I'm not convinced by that at all!
If they are to be anonymous, who chooses them?
by what criteria are they chosen ?
who decides which users are 'respected'?
who must they be respected by?
Whats going to stop anonymous persons form exercising petty personal grudges and agendas? Its even more difficult to hold them to account if we don't know who they are!
The majority of community mods are likely to include some unlicenced IP. If they are to be officially sanctioned (by association), how will this be prevented?
Do the panel have to refuse every mod that has unlicenced IP?
If the mod provider states they have a licence, who is going to pay for lawyers to check the legality?
Do you expect the devs to trust anonymous 'respected' volunteers possibly with no legal expertise with their livelyhood?

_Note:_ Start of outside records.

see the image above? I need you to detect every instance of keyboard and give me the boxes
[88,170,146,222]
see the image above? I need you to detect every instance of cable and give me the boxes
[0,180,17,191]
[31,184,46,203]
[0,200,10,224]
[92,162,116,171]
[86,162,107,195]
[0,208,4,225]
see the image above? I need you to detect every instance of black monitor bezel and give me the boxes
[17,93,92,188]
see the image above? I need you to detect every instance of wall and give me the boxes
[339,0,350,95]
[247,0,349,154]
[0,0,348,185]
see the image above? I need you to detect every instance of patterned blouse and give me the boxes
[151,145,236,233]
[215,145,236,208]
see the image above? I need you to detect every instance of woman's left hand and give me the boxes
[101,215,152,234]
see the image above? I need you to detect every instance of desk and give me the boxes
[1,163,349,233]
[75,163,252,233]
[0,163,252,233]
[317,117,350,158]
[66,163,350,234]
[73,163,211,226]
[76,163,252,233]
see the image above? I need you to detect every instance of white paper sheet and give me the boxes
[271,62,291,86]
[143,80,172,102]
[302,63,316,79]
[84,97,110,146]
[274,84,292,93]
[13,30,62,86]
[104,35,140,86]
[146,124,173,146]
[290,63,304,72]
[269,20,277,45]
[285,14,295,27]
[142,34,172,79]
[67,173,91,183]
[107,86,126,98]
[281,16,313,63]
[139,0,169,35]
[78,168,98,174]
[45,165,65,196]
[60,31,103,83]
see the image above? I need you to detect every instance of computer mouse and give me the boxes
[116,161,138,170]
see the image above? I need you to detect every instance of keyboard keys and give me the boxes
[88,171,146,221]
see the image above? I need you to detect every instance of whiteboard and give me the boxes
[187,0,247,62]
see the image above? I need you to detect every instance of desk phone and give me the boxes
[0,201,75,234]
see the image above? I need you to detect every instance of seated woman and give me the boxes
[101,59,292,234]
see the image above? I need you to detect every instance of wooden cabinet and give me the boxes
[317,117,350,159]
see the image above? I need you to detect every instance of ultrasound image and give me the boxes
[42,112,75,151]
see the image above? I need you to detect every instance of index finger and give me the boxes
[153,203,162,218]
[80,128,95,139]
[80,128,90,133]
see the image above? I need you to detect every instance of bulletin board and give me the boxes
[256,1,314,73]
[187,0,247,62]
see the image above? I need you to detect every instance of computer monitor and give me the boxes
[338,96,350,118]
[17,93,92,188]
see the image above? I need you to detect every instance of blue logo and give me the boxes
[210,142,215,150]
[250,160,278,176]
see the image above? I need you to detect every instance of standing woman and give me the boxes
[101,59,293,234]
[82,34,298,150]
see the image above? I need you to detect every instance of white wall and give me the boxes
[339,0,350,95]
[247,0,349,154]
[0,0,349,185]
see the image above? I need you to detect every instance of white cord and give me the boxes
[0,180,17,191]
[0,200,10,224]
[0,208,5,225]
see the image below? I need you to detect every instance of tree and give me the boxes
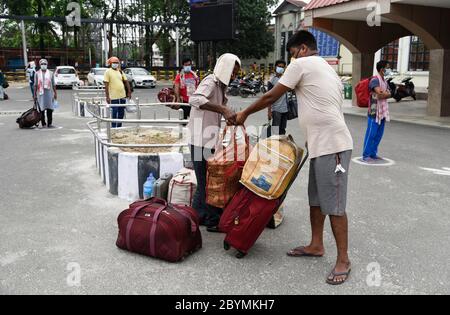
[128,0,190,67]
[217,0,277,60]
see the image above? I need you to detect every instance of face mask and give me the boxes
[40,65,48,71]
[183,66,192,73]
[111,63,119,70]
[276,67,285,75]
[384,69,392,76]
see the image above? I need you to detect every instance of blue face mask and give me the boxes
[183,66,192,73]
[276,67,285,75]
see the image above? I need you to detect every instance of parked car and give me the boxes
[87,68,108,87]
[123,68,157,89]
[54,66,79,88]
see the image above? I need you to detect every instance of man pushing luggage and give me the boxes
[234,31,354,286]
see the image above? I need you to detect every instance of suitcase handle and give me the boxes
[129,198,167,219]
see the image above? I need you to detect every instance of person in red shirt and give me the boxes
[173,58,199,119]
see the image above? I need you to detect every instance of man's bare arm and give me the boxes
[104,82,110,103]
[374,86,391,100]
[174,82,181,102]
[236,83,291,125]
[200,102,237,123]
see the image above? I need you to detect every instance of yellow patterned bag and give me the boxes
[240,135,303,200]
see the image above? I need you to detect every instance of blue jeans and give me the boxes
[111,99,126,128]
[190,145,223,227]
[363,116,386,159]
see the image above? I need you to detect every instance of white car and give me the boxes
[123,68,157,89]
[87,68,108,87]
[54,66,79,88]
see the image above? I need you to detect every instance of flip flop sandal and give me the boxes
[326,268,352,286]
[287,246,324,258]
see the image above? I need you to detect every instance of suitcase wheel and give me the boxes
[235,251,247,259]
[224,241,231,251]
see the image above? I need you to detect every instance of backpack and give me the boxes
[355,77,375,108]
[157,87,176,103]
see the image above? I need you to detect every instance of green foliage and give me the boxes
[218,0,277,60]
[0,0,276,65]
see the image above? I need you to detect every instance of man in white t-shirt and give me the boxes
[235,30,353,285]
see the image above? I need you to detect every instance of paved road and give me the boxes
[0,85,449,295]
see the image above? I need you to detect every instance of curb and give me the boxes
[0,111,23,116]
[344,111,450,130]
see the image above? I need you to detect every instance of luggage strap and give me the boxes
[173,207,198,233]
[125,198,167,252]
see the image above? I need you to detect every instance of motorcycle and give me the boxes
[387,77,417,102]
[227,77,241,97]
[238,74,267,98]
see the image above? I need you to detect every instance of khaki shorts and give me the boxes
[308,150,352,216]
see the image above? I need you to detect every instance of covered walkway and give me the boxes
[304,0,450,117]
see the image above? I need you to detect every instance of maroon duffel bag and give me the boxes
[116,197,202,262]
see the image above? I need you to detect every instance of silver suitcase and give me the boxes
[152,173,174,200]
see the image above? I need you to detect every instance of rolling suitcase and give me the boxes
[152,173,173,200]
[16,102,41,129]
[116,197,202,262]
[220,148,309,258]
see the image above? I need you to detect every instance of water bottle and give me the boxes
[143,173,156,200]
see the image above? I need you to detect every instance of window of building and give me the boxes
[380,40,399,70]
[409,36,430,71]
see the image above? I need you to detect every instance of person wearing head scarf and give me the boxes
[187,53,241,230]
[34,59,57,128]
[104,56,132,128]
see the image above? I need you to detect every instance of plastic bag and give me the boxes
[126,99,138,113]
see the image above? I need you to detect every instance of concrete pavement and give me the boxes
[0,86,449,295]
[343,99,450,130]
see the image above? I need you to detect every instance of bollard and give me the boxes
[136,97,141,130]
[178,108,184,140]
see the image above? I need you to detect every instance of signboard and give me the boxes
[309,28,340,58]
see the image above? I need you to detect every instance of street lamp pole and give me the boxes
[20,20,28,67]
[176,27,180,67]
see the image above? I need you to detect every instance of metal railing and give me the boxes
[72,87,106,116]
[86,99,191,150]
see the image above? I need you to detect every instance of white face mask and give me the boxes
[276,67,285,75]
[40,65,48,71]
[111,63,119,70]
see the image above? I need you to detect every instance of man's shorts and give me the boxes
[308,150,352,217]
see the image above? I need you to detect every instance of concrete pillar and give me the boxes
[427,49,450,117]
[352,52,375,106]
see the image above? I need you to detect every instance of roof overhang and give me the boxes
[304,0,395,27]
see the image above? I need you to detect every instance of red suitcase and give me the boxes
[219,149,309,258]
[116,197,202,262]
[220,188,281,257]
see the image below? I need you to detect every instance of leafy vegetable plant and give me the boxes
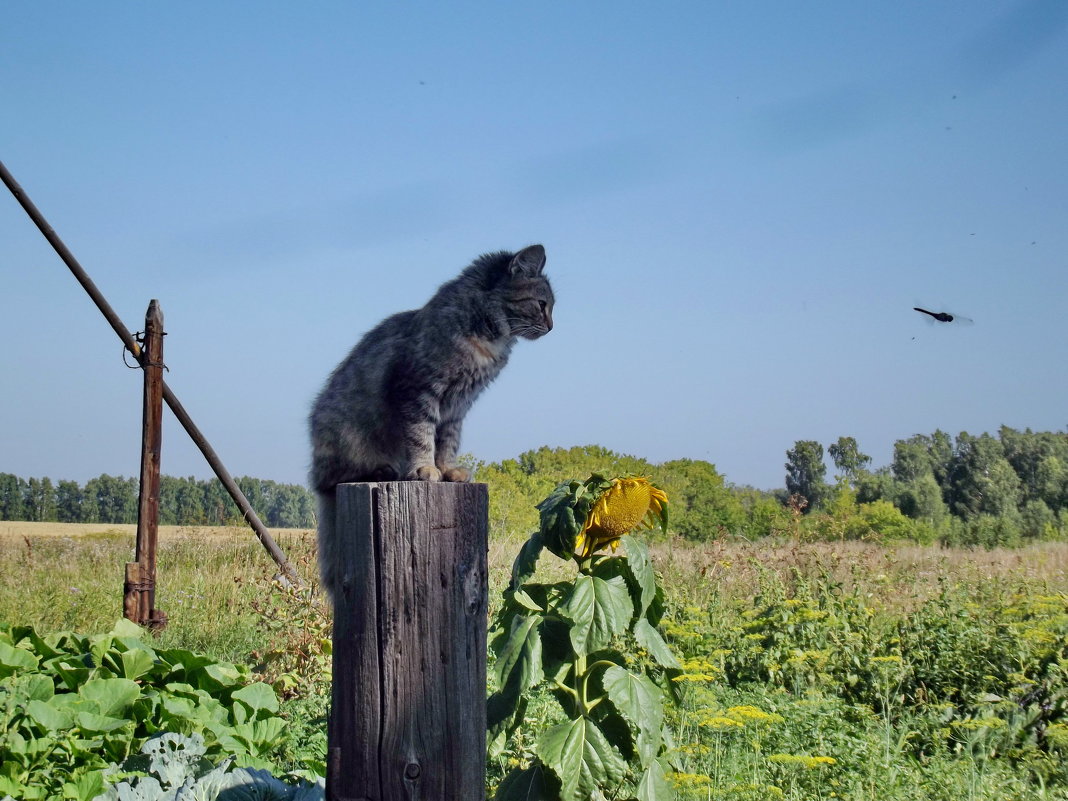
[95,731,323,801]
[0,619,288,800]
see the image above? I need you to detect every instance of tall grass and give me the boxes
[4,524,1068,799]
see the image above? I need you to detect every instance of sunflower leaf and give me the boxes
[494,762,556,801]
[536,717,627,801]
[620,536,656,617]
[562,574,633,657]
[537,482,583,559]
[632,618,681,670]
[602,666,665,760]
[494,614,544,693]
[510,530,546,589]
[636,757,673,801]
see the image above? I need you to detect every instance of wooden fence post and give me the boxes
[124,299,167,630]
[327,481,489,801]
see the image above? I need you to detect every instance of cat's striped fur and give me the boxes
[309,245,554,600]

What if some unlicenced IP slips through because one of the volunteer 'respected' persons messes up - who is going to pay the damages after the lawsuit?
If you don't have a panel and do things in a similar way to youtube , having no selection process, instead using user ratings and content reporting mechanisms, you can sidestep all those issues. Additionally we might get some un-licenced 'real' content that doesn't get locked because the IP owner doesn't see any advantage in preventing its use. Sure some mods using unlicenced content will be removed, but many will not, and doing things this way, the devs are not in such a legally vulnerable position.

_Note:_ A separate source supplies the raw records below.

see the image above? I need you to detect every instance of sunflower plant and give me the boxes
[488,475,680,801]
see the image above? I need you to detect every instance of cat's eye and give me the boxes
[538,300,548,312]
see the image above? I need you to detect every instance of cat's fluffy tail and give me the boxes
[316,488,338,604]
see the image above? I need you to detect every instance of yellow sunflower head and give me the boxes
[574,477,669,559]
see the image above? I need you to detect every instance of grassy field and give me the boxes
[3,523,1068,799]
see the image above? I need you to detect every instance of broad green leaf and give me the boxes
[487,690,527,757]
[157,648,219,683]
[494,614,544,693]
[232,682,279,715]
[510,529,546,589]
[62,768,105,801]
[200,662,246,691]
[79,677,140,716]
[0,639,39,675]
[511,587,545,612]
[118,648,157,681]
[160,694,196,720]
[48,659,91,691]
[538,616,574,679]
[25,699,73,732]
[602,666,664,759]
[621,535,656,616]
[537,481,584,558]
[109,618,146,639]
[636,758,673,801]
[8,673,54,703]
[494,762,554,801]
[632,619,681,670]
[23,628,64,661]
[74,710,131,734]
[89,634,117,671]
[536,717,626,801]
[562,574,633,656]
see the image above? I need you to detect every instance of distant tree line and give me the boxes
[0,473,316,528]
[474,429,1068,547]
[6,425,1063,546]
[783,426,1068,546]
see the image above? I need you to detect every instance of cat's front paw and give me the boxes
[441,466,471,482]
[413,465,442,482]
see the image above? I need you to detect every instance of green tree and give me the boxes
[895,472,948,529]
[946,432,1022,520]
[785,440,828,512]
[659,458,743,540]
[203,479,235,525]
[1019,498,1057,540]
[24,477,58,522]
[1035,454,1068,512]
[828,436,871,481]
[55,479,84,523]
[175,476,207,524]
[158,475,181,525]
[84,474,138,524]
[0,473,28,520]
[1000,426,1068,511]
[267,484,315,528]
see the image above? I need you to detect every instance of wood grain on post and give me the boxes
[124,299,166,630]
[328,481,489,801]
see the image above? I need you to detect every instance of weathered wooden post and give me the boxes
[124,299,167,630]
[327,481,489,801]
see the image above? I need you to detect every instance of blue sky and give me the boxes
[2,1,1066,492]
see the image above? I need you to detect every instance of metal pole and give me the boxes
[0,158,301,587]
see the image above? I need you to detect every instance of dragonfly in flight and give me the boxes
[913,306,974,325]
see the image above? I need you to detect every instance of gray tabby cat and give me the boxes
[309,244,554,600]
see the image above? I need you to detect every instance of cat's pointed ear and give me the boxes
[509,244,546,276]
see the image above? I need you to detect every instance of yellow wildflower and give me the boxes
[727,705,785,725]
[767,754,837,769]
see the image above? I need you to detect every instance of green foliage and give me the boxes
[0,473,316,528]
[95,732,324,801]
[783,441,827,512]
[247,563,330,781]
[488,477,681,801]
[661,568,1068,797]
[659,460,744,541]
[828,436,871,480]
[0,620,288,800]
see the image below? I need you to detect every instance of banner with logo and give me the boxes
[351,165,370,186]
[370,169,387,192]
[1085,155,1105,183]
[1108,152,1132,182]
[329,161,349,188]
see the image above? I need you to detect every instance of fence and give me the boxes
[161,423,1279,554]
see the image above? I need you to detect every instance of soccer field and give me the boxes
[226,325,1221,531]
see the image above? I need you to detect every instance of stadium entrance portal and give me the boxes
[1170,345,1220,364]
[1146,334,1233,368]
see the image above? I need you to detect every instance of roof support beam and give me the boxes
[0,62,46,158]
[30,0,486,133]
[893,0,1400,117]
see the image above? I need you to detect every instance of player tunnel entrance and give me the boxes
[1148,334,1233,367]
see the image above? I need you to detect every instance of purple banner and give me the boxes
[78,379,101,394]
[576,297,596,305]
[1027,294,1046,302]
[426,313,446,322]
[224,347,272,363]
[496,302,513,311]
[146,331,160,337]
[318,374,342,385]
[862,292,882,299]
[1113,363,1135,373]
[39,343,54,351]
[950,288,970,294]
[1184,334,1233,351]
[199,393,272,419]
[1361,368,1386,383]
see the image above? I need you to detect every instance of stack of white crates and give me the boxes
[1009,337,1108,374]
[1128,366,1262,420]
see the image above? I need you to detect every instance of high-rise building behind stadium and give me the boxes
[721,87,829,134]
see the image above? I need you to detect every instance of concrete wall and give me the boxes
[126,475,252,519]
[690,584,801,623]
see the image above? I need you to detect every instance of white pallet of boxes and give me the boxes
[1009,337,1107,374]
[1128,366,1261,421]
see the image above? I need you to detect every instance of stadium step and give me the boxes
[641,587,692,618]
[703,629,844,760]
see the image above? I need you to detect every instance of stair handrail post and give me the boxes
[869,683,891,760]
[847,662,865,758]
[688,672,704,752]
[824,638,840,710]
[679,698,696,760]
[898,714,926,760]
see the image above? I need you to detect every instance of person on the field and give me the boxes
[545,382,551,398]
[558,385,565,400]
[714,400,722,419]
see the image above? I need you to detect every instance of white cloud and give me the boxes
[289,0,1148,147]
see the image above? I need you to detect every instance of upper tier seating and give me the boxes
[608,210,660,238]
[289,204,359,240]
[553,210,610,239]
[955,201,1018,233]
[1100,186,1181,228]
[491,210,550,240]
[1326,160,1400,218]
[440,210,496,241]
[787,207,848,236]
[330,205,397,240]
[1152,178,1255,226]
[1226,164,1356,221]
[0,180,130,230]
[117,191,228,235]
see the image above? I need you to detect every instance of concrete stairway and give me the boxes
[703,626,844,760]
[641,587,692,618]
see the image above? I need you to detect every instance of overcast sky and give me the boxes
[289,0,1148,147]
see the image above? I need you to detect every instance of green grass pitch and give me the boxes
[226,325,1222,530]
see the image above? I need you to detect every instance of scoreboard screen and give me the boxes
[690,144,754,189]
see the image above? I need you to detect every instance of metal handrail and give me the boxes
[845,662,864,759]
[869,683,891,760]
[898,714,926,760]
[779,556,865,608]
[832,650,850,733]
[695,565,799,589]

How many of the custom 'user' skins in the database have corporate IP all over them and yet have no permission? yep, plenty of them, and yet in practice, there have been no issues. If those skins were officially sanctioned, you can bet that there would be major legal problems. There is nothing significantly different in the case of mods - at least from a legal standpoint - other than that the unlicenced content wouldn't even be stored on official servers.